I wasn’t paying the sort of attention I’d paid on the visit before when he’d told me about my long-gone sister’s baked goods. Mostly, as I sat in the small chair across from an identical chair that he barely filled with his dwindling, flickering starlight self, I watched his facial expressions, trying to translate them into something having to do with him. When he got stern like that, was he, somewhere in the folds of his consciousness, actually back in front of a class, giving in to the temptation to make a stupid child look even stupider? Or was he, as his better self, giving holy hell to the bully picking on the skinny kid who at thirteen still had trouble tying his shoes? Could there be this other narrative, the one he’d actually lived, playing out in the core of him? Could the smile he suddenly flashed have sprung from the Father’s Day when all of us, Charlotte, and Jan and I — under Charlotte’s direction, of course, she being the ringleader of all such activities — put on a little sketch, about who knows what? I couldn’t remember. But maybe he could. Somewhere.
“A man in charge of a boat,” he said, “should know about water.”
An old painting of mine hung behind him and I glanced at it while he spoke. A streetscape I’d done in New York, when I was twenty years old. Fourteenth Street. About six months before this visit, I’d found it stuck behind his bed. One of his nurses, not knowing it was mine, told me he’d said it was boring. “Of all things,” she said. “Boring!” But he hadn’t been wrong. It dated from before I had learned to use my natural precision to my advantage and it had that kind of technical strain for correctness that makes just about everything dull. I had been going to take it from behind the bed, bring it home, throw it out, hide it away, but Owen said I shouldn’t. Because what if my father ever wanted it back? What if he woke up one day and said, Where’s that old painting of mine? The one my daughter Augusta did? Which he may well have done, because during the spring the painting reappeared. Though it was also entirely possible that a different nurse had just found it and thought it belonged on the wall.

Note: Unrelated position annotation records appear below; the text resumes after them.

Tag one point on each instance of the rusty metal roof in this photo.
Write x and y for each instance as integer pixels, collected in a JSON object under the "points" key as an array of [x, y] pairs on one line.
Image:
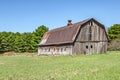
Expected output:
{"points": [[62, 35]]}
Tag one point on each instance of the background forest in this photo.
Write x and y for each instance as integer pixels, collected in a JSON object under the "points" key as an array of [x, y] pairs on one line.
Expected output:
{"points": [[21, 42], [28, 41]]}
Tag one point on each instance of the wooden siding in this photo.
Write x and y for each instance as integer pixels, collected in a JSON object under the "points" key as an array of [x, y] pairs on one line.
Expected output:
{"points": [[97, 33], [89, 47], [55, 50], [91, 39]]}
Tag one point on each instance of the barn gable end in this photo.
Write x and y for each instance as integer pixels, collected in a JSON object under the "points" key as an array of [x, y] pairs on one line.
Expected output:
{"points": [[85, 37]]}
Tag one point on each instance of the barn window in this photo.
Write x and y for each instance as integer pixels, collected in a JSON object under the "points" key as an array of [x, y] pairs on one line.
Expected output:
{"points": [[61, 49], [91, 46], [86, 47], [64, 49], [48, 49], [90, 33]]}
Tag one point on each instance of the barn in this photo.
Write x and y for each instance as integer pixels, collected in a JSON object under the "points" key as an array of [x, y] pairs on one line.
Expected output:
{"points": [[85, 37]]}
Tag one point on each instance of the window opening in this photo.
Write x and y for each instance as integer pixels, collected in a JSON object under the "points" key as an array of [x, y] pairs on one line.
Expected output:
{"points": [[86, 47], [91, 46]]}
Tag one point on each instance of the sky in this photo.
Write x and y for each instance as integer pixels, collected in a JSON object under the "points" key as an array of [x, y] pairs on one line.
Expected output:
{"points": [[26, 15]]}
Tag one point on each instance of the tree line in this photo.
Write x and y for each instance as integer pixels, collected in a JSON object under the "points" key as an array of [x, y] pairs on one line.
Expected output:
{"points": [[21, 42], [28, 41]]}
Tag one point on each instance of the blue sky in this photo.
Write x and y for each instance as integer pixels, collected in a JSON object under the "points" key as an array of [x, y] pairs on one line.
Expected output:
{"points": [[27, 15]]}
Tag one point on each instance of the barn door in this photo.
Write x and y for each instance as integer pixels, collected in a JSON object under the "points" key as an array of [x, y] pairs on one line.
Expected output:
{"points": [[89, 48]]}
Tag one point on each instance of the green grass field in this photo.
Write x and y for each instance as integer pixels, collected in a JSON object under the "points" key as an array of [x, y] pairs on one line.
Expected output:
{"points": [[81, 67]]}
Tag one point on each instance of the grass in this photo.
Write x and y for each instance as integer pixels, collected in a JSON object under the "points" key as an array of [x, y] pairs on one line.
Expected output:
{"points": [[81, 67]]}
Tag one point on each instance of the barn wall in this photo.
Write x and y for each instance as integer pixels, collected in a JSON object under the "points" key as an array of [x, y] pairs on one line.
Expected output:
{"points": [[97, 32], [96, 44], [55, 50], [89, 47]]}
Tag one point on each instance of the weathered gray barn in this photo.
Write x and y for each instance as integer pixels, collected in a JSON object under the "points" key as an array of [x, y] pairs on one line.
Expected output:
{"points": [[85, 37]]}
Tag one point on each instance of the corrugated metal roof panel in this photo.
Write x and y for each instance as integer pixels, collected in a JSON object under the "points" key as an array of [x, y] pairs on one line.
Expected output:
{"points": [[66, 34]]}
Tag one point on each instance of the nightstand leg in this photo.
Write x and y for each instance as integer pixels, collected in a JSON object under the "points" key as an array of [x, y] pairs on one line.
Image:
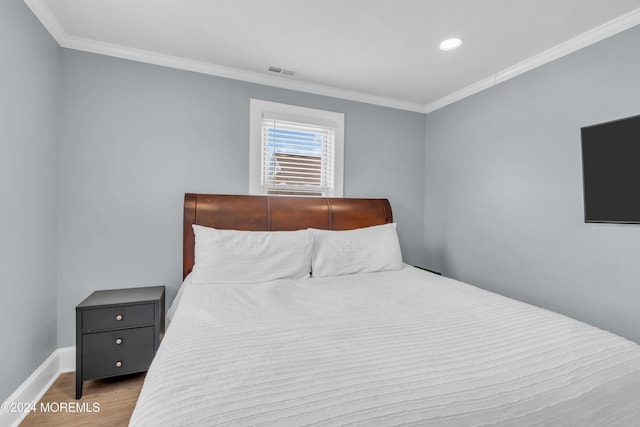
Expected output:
{"points": [[78, 385]]}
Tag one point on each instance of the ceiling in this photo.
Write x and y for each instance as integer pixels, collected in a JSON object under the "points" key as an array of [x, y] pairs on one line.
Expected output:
{"points": [[383, 52]]}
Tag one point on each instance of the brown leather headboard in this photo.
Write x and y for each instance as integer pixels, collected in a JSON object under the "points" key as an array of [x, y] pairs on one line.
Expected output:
{"points": [[276, 213]]}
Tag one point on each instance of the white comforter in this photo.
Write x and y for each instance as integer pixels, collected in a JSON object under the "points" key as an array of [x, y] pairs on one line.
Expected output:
{"points": [[393, 348]]}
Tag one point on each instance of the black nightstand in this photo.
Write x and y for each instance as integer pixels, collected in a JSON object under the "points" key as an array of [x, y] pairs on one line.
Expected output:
{"points": [[117, 332]]}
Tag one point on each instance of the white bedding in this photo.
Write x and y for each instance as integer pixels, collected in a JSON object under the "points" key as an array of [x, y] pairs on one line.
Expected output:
{"points": [[400, 347]]}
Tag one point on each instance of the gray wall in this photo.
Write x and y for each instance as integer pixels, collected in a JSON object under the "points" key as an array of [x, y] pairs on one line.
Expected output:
{"points": [[136, 137], [503, 204], [29, 82]]}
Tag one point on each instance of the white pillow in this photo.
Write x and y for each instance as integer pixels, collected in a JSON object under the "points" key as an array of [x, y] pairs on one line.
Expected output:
{"points": [[363, 250], [232, 256]]}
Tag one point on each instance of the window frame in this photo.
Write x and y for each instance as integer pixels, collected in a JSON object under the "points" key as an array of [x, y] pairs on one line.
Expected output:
{"points": [[298, 114]]}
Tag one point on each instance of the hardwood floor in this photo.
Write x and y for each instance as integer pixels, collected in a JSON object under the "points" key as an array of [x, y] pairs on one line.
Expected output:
{"points": [[109, 402]]}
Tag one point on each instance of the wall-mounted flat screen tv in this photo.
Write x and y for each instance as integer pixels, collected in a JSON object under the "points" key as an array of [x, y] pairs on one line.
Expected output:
{"points": [[611, 171]]}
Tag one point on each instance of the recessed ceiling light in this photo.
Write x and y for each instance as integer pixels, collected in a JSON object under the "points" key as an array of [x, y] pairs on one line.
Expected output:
{"points": [[451, 44]]}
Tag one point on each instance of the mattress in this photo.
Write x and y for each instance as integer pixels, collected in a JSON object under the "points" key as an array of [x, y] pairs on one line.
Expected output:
{"points": [[402, 347]]}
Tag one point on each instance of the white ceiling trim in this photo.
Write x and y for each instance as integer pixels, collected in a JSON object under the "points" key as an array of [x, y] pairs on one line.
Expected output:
{"points": [[590, 37], [51, 23]]}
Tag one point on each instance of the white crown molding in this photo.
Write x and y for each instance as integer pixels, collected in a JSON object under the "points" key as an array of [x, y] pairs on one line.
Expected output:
{"points": [[79, 43], [51, 23], [583, 40]]}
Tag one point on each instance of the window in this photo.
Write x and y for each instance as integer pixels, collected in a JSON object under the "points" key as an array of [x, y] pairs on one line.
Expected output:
{"points": [[295, 150]]}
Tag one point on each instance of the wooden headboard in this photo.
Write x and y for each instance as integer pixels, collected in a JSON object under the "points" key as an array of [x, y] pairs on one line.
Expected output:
{"points": [[276, 213]]}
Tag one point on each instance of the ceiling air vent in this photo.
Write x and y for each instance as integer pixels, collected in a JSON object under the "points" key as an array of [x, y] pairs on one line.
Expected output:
{"points": [[283, 71]]}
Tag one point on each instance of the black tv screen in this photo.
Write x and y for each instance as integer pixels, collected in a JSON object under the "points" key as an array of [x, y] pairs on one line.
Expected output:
{"points": [[611, 171]]}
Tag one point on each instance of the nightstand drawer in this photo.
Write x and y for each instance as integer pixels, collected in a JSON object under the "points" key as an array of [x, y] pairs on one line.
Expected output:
{"points": [[118, 363], [118, 317], [120, 340]]}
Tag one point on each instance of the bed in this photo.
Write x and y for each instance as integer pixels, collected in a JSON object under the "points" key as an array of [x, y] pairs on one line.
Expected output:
{"points": [[401, 346]]}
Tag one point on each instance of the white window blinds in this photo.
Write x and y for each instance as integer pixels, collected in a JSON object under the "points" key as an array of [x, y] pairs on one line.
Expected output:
{"points": [[298, 158]]}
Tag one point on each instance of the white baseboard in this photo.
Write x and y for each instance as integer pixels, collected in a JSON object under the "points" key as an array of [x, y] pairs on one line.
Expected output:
{"points": [[34, 387]]}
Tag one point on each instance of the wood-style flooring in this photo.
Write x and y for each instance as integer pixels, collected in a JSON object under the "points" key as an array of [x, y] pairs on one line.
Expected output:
{"points": [[115, 397]]}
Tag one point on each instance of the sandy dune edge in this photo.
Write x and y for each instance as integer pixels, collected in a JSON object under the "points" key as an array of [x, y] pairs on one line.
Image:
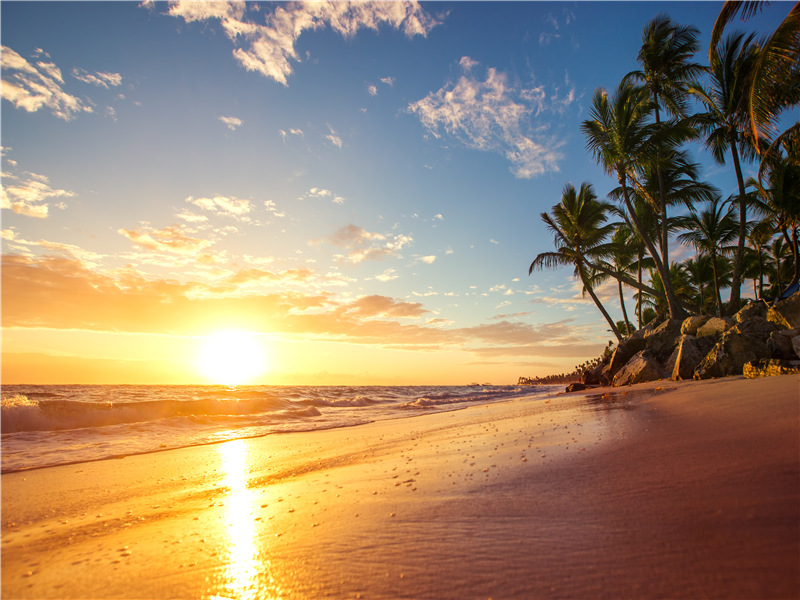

I stayed about two hours. I didn’t kiss him goodbye, as I hadn’t kissed him hello. We weren’t a kissing family. Not the three thorny ones of us who were still alive, anyway. My sister Charlotte had spilled over with affection, and I always imagined my mother being the same, but not me and not Jan and surely not our father.
The sun was low as I pulled into our drive. There’s a line of tall spruce on the western edge of our front lawn. They mark the place Owen stops mowing, leaving all meadow beyond. When the sun is at a certain point in the sky, summer afternoons, the shadows from those trees lie across the grass like felled giants. “Why not just sleeping?” Owen asked me, when I told him that.
“Because they’re too still for sleep,” I said. “They’re too untroubled.”
All the drive home I had felt age settle over me. No more the daughter. Not even the forty-seven-year-old woman. Certainly not the seductress tossing the bedcovers into chaos with her lover the night before. But an old, tired soul. Aching from the heart outward. I sat in our drive for a few moments after turning off the car. I sighed as I looked at those heavy shadows on our lawn. When I opened the door, creaking my newly ancient body into the day, I found Alison standing in the drive. Her face took in my condition even before we could say hello.